Google filed a lawsuit on Friday seeking to dismantle an alleged Chinese cybercrime network called Outsider Enterprise, which the company says weaponized artificial intelligence to run phishing campaigns that defrauded "hundreds of thousands of victims" out of millions of dollars. The group primarily targeted Android users with scam text messages impersonating Google and other well-known brands, directing recipients to fraudulent websites designed to harvest passwords, credit card numbers, and other personal information. According to Google's complaint, Outsider Enterprise deployed roughly 9,000 fake websites backed by more than one million fraudulent web domains, and blasted out 2.5 million phishing texts in a two-week span earlier this year. In May alone, Android users flagged 55,000 spam texts, a rate Google said equates to more than two complaints every minute.

At the heart of the operation is a subscription-based phishing toolkit, also called Outsider, which Google described as a "phishing-for-dummies" software suite that lets criminals with little technical know-how spin up convincing fake websites. The service costs $88 per week or $200 per month, and since launching in July 2023 it has allegedly helped its users steal an estimated 3.87 million credit card numbers, racking up roughly $1.9 billion in losses. Google said it has been working with carriers AT&T, T-Mobile, and Verizon to block the fraudulent messages at the network level, and is now leaning on AI-driven detection systems of its own, which the company claims intercept more than 10 billion scam messages every month and alert users to suspicious calls and texts in real time.
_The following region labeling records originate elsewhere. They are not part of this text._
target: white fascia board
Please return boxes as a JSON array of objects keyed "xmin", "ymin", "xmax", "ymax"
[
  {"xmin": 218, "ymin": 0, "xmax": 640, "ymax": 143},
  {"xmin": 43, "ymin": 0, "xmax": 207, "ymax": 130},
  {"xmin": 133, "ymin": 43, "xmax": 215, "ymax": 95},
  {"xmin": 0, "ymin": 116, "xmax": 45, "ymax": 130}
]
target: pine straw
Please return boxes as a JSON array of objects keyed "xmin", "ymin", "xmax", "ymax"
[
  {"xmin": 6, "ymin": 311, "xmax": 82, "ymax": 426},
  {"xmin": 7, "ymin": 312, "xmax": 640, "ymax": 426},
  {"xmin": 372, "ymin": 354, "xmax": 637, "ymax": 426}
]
The takedown effort is already producing results. An FBI spokesperson told reporters that the bureau, working alongside Google and Lumen's Black Lotus Labs, seized multiple domains tied to the operation along with several Shopify storefronts and accounts the criminals had been using to test their phishing infrastructure. The defendants named in Google's complaint are described as foreign-based actors whose true identities remain unknown, with the company framing the lawsuit as a way to expose the group's tactics and starve it of the infrastructure it depends on. Google executives said the case underscores a broader shift in the cat-and-mouse game between tech platforms and scammers, arguing that AI-powered threats now require AI-powered defenses at scale.